The challenges of international education and academic exchange – mobility between Portugal and the United States
In the United States of America, this week is commemorating the International Education Week, a joint initiative of the Department of State and the Department of Education aimed at marking and enhancing the advantages of including in the academic path of students, Americans and other countries, an international experience, whatever its duration and purpose.
Last July the two departments had already issued a joint statement, which they called Joint Declaration of Principles in Support of International Education, in which they recognized that the United States cannot and would not stop investing in educational exchanges with other countries, a fundamental mechanism to strengthen diplomatic relations, train current and future leaders and respond to globally shared challenges, from the pandemic to the climate crisis. for security and reducing disparities in economic terms.
In practical terms, the commitment is based on a set of principles and actions that allow for a renewed focus on the international aspect of higher education and research. Among these principles, there is, first and foremost, the need to concert a national approach with regard to attracting foreign students, researchers and professors, promoting international study experiences for Americans, and fostering international collaboration with regard to research. and the internationalization of American universities. In a country like the United States, where decentralization is the norm in practically all sectors, namely in higher education and research, an attempt at national level coordination is exceptional, only possible if developed on the basis of a principle of narrow partnership with higher education institutions and a wide range of partners and stakeholders in the internationalization process, a principle that is also assumed in the Joint Declaration.
The message is clear – the United States is open to offerings to international students, researchers, and faculty, valuing diversity of backgrounds and fields of study, while encouraging American students, researchers, and educators to seek to complement theirs. educational path with an experience of study, internship or research developed in an international context.
The commitment to international education and the promotion of equitable access to its benefits is unequivocally presented as part of the post-pandemic recovery of covid-19, both internally and assuring a global leadership position for the United States.
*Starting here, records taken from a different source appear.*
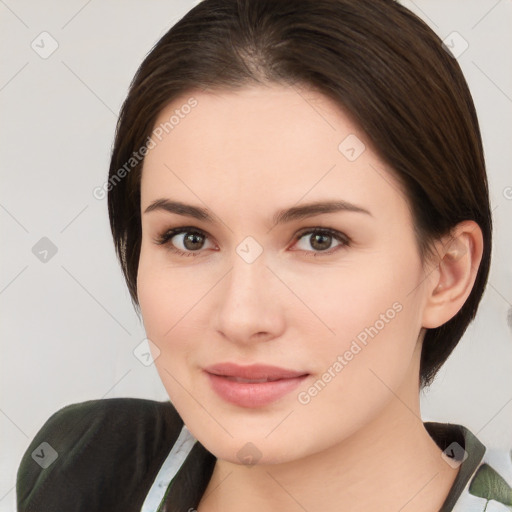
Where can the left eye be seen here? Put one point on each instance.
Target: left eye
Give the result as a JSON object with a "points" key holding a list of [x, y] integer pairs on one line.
{"points": [[321, 240]]}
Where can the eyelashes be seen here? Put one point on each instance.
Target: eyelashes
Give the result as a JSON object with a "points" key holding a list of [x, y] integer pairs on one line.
{"points": [[196, 235]]}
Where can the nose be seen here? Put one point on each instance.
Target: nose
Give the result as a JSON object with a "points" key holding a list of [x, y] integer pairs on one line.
{"points": [[250, 304]]}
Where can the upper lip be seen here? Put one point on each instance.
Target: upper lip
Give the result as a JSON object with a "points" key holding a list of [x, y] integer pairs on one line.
{"points": [[253, 371]]}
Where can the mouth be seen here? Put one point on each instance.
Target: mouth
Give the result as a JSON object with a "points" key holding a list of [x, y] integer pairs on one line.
{"points": [[254, 372], [258, 386]]}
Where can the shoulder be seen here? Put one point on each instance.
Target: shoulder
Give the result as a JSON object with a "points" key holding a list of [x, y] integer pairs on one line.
{"points": [[97, 455]]}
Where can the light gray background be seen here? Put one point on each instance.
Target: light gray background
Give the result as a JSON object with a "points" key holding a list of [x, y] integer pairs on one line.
{"points": [[68, 329]]}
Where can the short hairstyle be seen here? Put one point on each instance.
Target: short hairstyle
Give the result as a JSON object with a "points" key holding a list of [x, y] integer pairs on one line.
{"points": [[378, 61]]}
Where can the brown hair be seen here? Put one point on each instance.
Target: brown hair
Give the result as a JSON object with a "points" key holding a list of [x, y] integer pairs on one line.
{"points": [[377, 60]]}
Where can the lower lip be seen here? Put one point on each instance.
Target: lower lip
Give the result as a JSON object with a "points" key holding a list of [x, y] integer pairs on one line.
{"points": [[253, 394]]}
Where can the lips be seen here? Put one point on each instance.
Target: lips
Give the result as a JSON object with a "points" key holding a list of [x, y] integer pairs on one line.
{"points": [[253, 373]]}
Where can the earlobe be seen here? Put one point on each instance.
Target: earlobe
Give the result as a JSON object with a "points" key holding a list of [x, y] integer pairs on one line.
{"points": [[452, 279]]}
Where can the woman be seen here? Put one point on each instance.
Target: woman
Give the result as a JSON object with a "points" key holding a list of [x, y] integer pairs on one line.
{"points": [[298, 198]]}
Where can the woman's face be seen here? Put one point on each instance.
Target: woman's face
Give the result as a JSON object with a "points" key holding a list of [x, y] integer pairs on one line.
{"points": [[342, 306]]}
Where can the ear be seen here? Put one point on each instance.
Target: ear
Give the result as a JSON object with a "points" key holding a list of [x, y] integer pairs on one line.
{"points": [[451, 280]]}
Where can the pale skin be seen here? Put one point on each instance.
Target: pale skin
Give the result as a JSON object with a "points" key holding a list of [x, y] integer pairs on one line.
{"points": [[360, 443]]}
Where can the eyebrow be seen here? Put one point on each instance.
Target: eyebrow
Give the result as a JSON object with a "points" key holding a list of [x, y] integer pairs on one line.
{"points": [[280, 217]]}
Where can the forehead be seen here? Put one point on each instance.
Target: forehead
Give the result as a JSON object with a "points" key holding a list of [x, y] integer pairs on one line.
{"points": [[259, 144]]}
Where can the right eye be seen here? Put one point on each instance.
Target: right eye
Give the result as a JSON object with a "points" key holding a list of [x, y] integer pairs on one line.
{"points": [[189, 240]]}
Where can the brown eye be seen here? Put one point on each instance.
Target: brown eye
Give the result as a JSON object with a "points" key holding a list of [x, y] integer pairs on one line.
{"points": [[321, 240], [184, 241]]}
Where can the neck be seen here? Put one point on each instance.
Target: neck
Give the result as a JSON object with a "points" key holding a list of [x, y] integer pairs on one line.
{"points": [[391, 463]]}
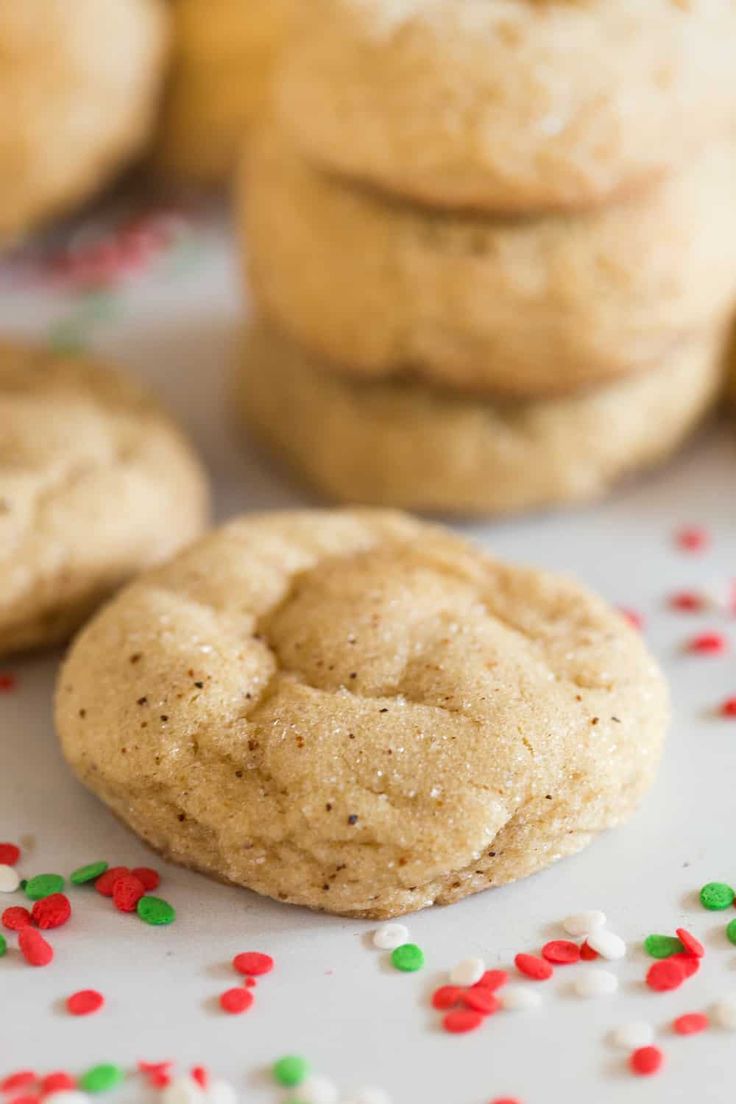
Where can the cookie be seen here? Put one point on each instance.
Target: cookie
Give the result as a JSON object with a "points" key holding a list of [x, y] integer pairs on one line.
{"points": [[501, 306], [413, 446], [360, 713], [95, 485], [78, 88], [509, 105], [223, 54]]}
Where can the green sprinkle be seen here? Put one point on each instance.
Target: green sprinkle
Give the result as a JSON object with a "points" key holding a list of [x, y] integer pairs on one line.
{"points": [[716, 895], [100, 1079], [290, 1071], [156, 911], [43, 885], [88, 873], [408, 957], [662, 946]]}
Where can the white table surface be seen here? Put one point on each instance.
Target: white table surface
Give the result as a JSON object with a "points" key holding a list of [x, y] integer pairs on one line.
{"points": [[331, 997]]}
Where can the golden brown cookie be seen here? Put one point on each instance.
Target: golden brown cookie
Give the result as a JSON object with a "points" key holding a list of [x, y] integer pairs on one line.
{"points": [[417, 447], [95, 484], [503, 306], [509, 105], [78, 89], [360, 713]]}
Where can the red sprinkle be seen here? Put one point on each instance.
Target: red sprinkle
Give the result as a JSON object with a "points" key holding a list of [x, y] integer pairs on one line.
{"points": [[531, 966], [51, 912], [253, 963], [235, 1000], [85, 1001], [646, 1061], [561, 952], [34, 948]]}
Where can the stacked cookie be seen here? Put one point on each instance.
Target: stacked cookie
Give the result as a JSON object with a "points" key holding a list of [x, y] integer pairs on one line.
{"points": [[491, 245]]}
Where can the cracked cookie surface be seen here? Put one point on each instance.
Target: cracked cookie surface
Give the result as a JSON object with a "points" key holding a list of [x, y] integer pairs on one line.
{"points": [[360, 713]]}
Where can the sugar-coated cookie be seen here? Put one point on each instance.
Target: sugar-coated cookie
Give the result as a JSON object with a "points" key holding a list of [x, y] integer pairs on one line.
{"points": [[95, 484], [417, 447], [509, 104], [78, 89], [223, 54], [504, 306], [361, 713]]}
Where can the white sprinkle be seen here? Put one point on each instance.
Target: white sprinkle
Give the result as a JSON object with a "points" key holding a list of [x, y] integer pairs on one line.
{"points": [[595, 983], [632, 1036], [520, 998], [9, 879], [584, 923], [468, 972], [391, 936], [607, 944]]}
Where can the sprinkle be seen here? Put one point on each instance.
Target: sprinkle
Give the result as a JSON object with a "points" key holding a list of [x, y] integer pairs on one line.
{"points": [[235, 1000], [561, 952], [408, 957], [253, 963], [596, 983], [43, 885], [290, 1071], [156, 911], [469, 972], [84, 1002], [391, 936], [662, 946], [716, 895], [691, 1023], [584, 923], [531, 966], [88, 873], [50, 912], [34, 948]]}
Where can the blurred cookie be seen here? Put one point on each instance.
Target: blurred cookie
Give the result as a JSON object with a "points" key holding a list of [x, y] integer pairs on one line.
{"points": [[78, 91], [509, 105], [504, 306], [360, 713], [413, 446], [96, 483]]}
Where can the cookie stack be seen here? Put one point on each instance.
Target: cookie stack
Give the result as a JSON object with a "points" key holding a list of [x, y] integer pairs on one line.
{"points": [[491, 245]]}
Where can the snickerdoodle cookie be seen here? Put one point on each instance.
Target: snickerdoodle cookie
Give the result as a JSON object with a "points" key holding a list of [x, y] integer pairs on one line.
{"points": [[509, 105], [505, 306], [223, 54], [78, 91], [95, 484], [409, 445], [360, 713]]}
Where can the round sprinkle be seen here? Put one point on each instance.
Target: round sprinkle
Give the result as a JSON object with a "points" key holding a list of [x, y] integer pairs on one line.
{"points": [[84, 1002], [88, 873], [43, 885], [253, 963], [408, 957], [561, 952], [50, 912], [156, 911], [100, 1079], [716, 895], [584, 923], [691, 1023], [531, 966], [662, 946], [235, 1000], [462, 1020], [290, 1071], [646, 1060], [469, 972], [596, 983]]}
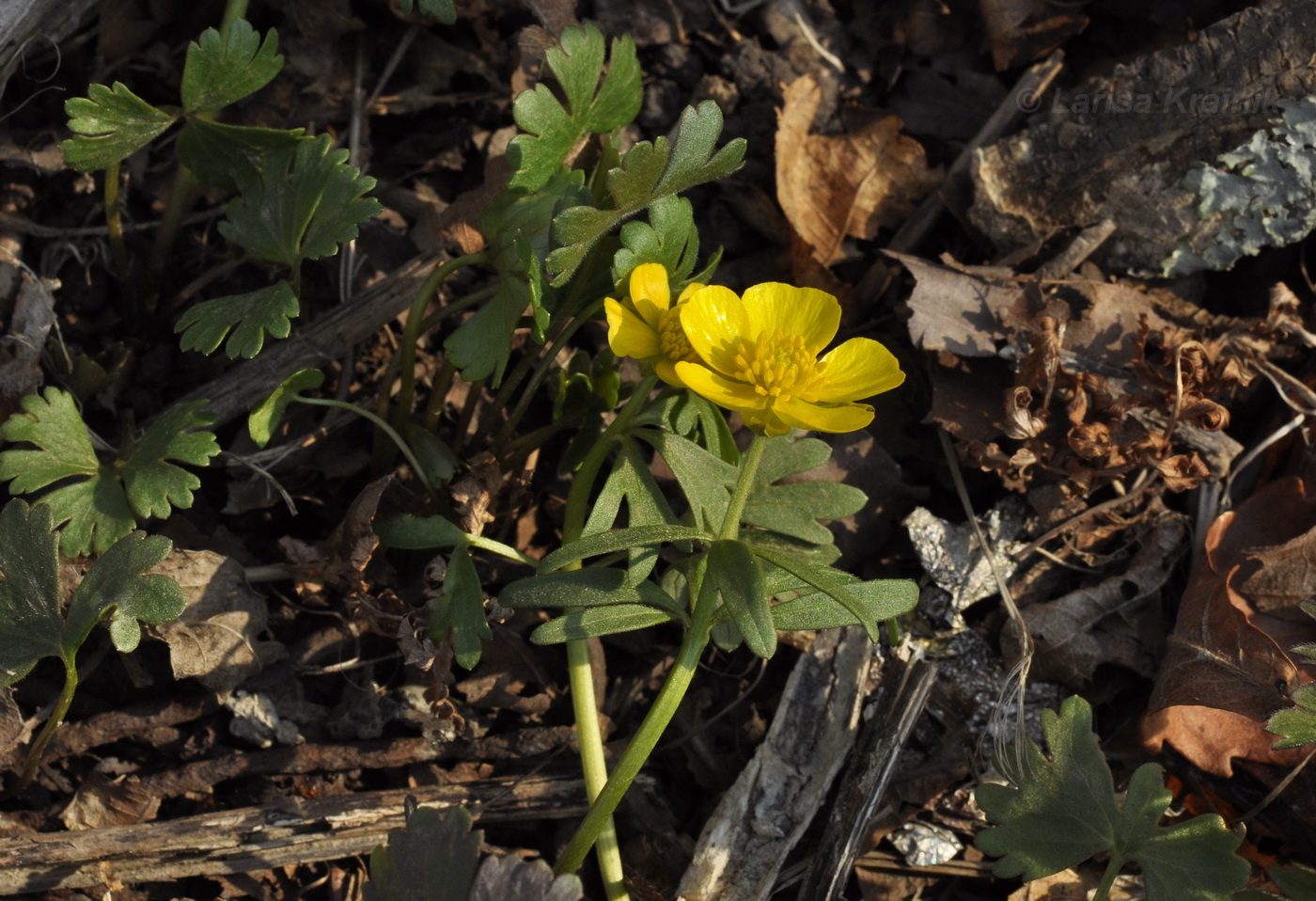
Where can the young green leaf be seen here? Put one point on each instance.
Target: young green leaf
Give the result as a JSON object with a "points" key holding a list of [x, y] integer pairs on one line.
{"points": [[736, 575], [441, 9], [102, 502], [224, 68], [219, 154], [1295, 725], [460, 610], [433, 858], [32, 624], [620, 539], [411, 532], [266, 417], [302, 204], [648, 173], [552, 131], [250, 316], [599, 621], [882, 599], [108, 125], [1063, 811], [668, 237]]}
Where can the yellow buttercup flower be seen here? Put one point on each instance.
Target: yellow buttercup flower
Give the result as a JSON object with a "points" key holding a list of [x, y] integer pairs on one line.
{"points": [[760, 356], [647, 325]]}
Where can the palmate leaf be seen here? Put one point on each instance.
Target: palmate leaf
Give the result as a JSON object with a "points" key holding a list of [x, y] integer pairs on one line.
{"points": [[302, 204], [32, 624], [102, 502], [109, 124], [433, 858], [441, 9], [553, 131], [219, 154], [224, 68], [1062, 811], [647, 174], [249, 316]]}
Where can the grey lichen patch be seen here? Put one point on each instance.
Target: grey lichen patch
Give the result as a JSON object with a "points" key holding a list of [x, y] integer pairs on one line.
{"points": [[1259, 195]]}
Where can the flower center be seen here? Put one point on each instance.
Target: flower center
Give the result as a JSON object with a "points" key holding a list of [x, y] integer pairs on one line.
{"points": [[778, 364], [671, 338]]}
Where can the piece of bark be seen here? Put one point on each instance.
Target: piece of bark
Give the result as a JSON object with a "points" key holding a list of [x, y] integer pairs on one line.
{"points": [[763, 814], [290, 831], [866, 779], [1120, 147], [43, 22]]}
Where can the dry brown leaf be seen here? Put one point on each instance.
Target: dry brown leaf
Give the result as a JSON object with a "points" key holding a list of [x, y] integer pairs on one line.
{"points": [[833, 187]]}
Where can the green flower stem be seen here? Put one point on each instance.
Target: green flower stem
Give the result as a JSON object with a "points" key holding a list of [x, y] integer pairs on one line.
{"points": [[379, 423], [411, 335], [48, 732], [585, 705], [673, 690]]}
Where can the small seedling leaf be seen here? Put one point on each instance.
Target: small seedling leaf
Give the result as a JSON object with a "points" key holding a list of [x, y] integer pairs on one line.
{"points": [[647, 174], [105, 500], [109, 124], [267, 414], [224, 68], [441, 9], [1062, 809], [219, 154], [458, 611], [736, 575], [433, 858], [302, 204], [552, 131], [249, 316], [32, 624]]}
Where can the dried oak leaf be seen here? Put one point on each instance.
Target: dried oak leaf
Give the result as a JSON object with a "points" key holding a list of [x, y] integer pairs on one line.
{"points": [[832, 187]]}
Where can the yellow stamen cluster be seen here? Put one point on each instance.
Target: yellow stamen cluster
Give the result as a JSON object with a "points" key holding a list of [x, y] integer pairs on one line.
{"points": [[778, 364]]}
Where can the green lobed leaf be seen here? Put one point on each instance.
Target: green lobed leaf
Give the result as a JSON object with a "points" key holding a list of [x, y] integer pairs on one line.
{"points": [[648, 173], [1295, 725], [32, 624], [882, 599], [458, 611], [736, 576], [302, 204], [105, 500], [249, 316], [441, 9], [433, 858], [224, 68], [599, 621], [266, 415], [108, 125], [1063, 811], [411, 532], [219, 154], [668, 237], [552, 129], [585, 588], [620, 539]]}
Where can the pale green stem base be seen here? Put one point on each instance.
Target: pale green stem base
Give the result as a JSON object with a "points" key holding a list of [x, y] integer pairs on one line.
{"points": [[673, 690]]}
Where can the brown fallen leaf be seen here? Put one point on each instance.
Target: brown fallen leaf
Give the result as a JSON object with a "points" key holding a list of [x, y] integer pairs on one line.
{"points": [[832, 187]]}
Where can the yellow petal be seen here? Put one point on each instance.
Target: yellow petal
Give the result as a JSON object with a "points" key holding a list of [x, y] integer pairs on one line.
{"points": [[649, 292], [714, 323], [628, 335], [858, 369], [802, 414], [723, 391], [808, 312]]}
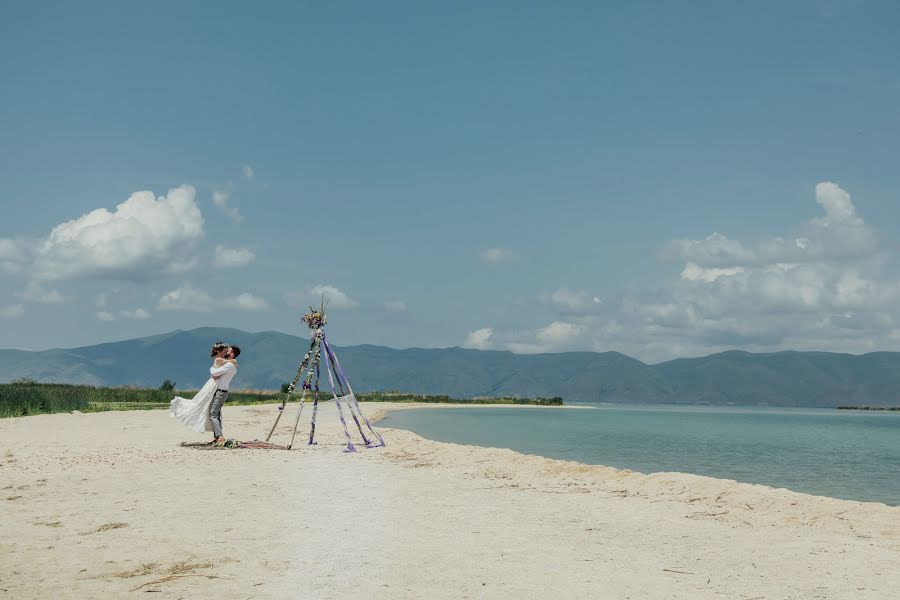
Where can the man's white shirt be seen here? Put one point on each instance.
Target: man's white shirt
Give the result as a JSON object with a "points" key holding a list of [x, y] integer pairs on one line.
{"points": [[227, 372]]}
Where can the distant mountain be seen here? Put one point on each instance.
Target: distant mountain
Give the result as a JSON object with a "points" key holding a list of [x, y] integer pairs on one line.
{"points": [[270, 358]]}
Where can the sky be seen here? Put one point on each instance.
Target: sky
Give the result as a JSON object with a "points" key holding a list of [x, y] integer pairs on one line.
{"points": [[659, 179]]}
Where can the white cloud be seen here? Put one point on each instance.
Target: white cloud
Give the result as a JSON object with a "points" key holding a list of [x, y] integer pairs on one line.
{"points": [[188, 298], [138, 314], [12, 312], [480, 339], [312, 296], [838, 235], [34, 292], [221, 200], [823, 287], [693, 272], [142, 238], [226, 258], [395, 305], [247, 301], [495, 256], [571, 301]]}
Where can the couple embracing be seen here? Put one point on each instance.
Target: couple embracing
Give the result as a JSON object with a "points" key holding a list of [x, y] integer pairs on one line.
{"points": [[203, 412]]}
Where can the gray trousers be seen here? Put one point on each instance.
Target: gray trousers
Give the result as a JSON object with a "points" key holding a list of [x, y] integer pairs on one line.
{"points": [[215, 411]]}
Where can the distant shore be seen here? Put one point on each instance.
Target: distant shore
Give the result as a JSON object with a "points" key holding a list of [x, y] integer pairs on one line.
{"points": [[118, 507]]}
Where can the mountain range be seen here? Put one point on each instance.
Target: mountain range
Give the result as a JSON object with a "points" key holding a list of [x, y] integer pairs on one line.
{"points": [[268, 359]]}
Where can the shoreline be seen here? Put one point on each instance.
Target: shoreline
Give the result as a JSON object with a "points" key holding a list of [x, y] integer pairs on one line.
{"points": [[115, 504], [382, 414]]}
But the pandemic has limited mobility and exchange, and the numbers in the Open Doors 2021 report, published earlier this week by the Institute of International Education (IIE) and the State Department’s Institute of Education and Culture, reflect that. For the first time in six years, the number of international students attending US higher education institutions in the 2020-2021 academic year has dropped below one million, with a total of 914,095, a 15% decrease from the 2019-2020 total.
On the other hand, with regard to US students who chose and were able to study in other countries, the data available in the report was exactly correct for 2019-2020 – a year already heavily affected by the pandemic – and the drop was 53.1% , from 347 099 to 162 633.
Data on exchanges between Portugal and the United States also show a decline – in 2020-2021 there were 791 Portuguese students in the US
(-15.3% compared to 934 in the previous year) and in 2019-2020, 528 American students chose Portugal as their destination (-51.8% compared to the number of 1096 in the previous year and interrupting a growing trend marked in recent years).
In both cases, however, the declines remained in line with the average of the global exchange breaks in the US and the preliminary data that are available for the beginning of the 2021-2022 school year allow for some optimism regarding a mobility to approximate pre-pandemic levels.
This is also the trend observed in the activity of the Fulbright Commission, which administers the Fulbright Educational and Cultural Exchange Program in Portugal. The American students, researchers and professors who, with the support of the Fulbright Program, will develop their projects in 2021-2022, have already been described as arriving in our country, and the departure of Portuguese Fulbright scholarship holders to the USA has been regularly packaged.
The Fulbright Programme, celebrating its 75th anniversary worldwide in 2021, will thus support close to a hundred glarers from and to Portugal, in a clear contribution to the joint effort to relaunch international education and academic and cultural exchange between Portugal and the United States of America.
And the competitions for the Fulbright Scholarships for Portuguese people for the year 2022-2023 will start on December 1st, continuing a joint effort with several partner institutions to foster mutual understanding and partnership between the two countries.